Nice ......and good color choice for those red machines...looks like Miller Blue

on the plasma make sure you have a good filter installed,,,,they don't like moisture

An you can get an extension cord from most welding supplies ....should be a part # 8325 or 8350.......8/3 25' or 50'

Carry on


----------



## 348473 (Apr 12, 2017)

I would highly suggest a hypertherm 30xp-40xp. I had a 40 that got ripped off when my house was looted and going to replace. They are worth every penny! And alot of pennies too but buy once cry once , or in my case ...twice!


----------



## goldwingtiny (May 4, 2005)

I did a little reading the other day, PSI "may" make a little difference but not in thickness, hence my above reply to Matt. Cutting 3/16" ish is slow with this 110 version. Slag knocks off a lot easier than Ox/Ac torch slag.[/QUOTE


Ok. Thanks for the info. B-T-W Good job on the cart.


----------



## 348473 (Apr 12, 2017)

Returned the Eastwood getting my 45xp. Eastwood is ok but similar feeling to using your buddies rod when yours breaks out on the water. Hard to go back to mediocre stuff after having good quality gear.


----------



## reese (Oct 9, 2005)

goldwingtiny said:


> I did a little reading the other day, PSI "may" make a little difference but not in thickness, hence my above reply to Matt. Cutting 3/16" ish is slow with this 110 version. Slag knocks off a lot easier than Ox/Ac torch slag.[/QUOTE
> 
> Ok. Thanks for the info. B-T-W Good job on the cart.

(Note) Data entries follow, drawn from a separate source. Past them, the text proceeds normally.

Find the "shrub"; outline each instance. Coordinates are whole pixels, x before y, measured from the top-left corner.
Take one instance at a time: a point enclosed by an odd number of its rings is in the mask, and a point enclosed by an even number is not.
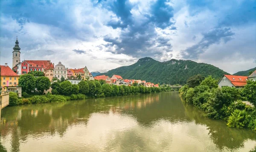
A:
[[[86,96],[84,95],[83,95],[81,93],[79,93],[76,95],[77,97],[77,99],[85,99]]]
[[[17,93],[13,92],[10,92],[9,94],[9,105],[15,106],[18,104],[18,95]]]
[[[75,94],[72,94],[70,95],[70,99],[71,100],[75,100],[77,99],[77,97]]]
[[[227,125],[237,128],[246,127],[250,123],[250,116],[245,110],[236,109],[229,118]]]
[[[24,97],[25,98],[29,98],[29,94],[28,94],[27,93],[26,93],[26,92],[22,92],[22,94],[21,94],[21,95],[23,97]]]
[[[44,103],[49,102],[49,99],[44,95],[35,95],[31,98],[32,103]]]

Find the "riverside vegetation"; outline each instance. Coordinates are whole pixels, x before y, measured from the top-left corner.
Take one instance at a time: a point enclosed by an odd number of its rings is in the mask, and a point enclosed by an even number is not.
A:
[[[129,95],[148,94],[172,91],[169,86],[146,87],[135,83],[132,86],[116,86],[106,83],[105,80],[82,80],[78,84],[71,84],[64,79],[52,84],[48,78],[35,77],[32,74],[21,75],[19,86],[22,88],[22,98],[19,99],[15,92],[10,92],[9,105],[47,103],[61,103],[69,100]],[[52,89],[52,93],[44,94]]]
[[[206,116],[224,120],[229,127],[256,131],[256,82],[247,81],[243,89],[221,89],[211,76],[202,79],[198,75],[189,79],[179,92],[186,103],[204,111]],[[242,103],[244,100],[254,107]]]

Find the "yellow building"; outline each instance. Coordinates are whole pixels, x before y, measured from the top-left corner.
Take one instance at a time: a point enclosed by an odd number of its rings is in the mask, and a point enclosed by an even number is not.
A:
[[[21,97],[21,88],[18,87],[19,75],[15,73],[5,63],[0,66],[1,68],[1,87],[2,90],[6,92],[13,92],[18,93]]]

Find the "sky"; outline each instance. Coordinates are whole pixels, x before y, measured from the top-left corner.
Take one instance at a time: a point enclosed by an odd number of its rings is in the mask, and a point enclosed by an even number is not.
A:
[[[255,0],[0,1],[0,64],[59,61],[104,72],[148,57],[212,64],[230,74],[256,67]]]

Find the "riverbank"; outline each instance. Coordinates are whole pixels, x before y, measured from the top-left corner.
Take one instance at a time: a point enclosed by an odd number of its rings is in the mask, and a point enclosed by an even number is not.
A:
[[[242,102],[241,89],[218,87],[211,77],[205,78],[194,88],[185,85],[179,90],[186,103],[205,112],[207,117],[222,119],[229,127],[249,128],[256,132],[256,109]]]

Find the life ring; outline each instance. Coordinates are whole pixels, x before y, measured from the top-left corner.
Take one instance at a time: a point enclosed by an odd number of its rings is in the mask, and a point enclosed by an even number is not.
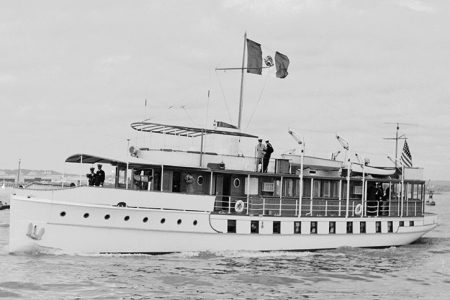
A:
[[[357,216],[362,215],[362,204],[361,203],[356,205],[356,207],[355,207],[355,215],[357,215]]]
[[[191,174],[187,174],[187,175],[184,177],[184,181],[185,181],[187,184],[192,184],[192,183],[195,182],[195,178],[194,178],[194,176],[192,176]]]
[[[236,201],[236,204],[234,205],[234,211],[237,213],[241,213],[244,211],[244,206],[245,206],[244,201],[238,200],[238,201]]]

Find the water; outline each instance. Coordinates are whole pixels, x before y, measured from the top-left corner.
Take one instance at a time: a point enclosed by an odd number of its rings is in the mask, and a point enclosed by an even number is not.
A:
[[[450,299],[450,194],[435,200],[440,225],[404,247],[160,256],[11,255],[0,211],[0,298]]]

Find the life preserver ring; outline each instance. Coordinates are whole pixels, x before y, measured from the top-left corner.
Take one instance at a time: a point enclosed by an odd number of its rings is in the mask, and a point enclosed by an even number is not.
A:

One thing I have yet to really try out is that it seems that grounding is really important on these plasma cutters. I still want to do a test to see if I can get to the 1/4" capacity with a really good clean ground. Others say they are doing it.


----------



## 348473 (Apr 12, 2017)

Hypertherm 45xp and don't look back. 1/2 like butter and severance 1"


----------



## TwoKewl'er (Oct 10, 2017)

hurricane matt said:


> *Hypertherm *45xp and don't look back. 1/2 like butter and severance 1"


Best in the biz.......an if you ever decide to run a burn table an use a computer the high frequency want effect it like lesser mfg....

Carry on


----------



## BullyARed (Jun 19, 2010)

Very nice job!


----------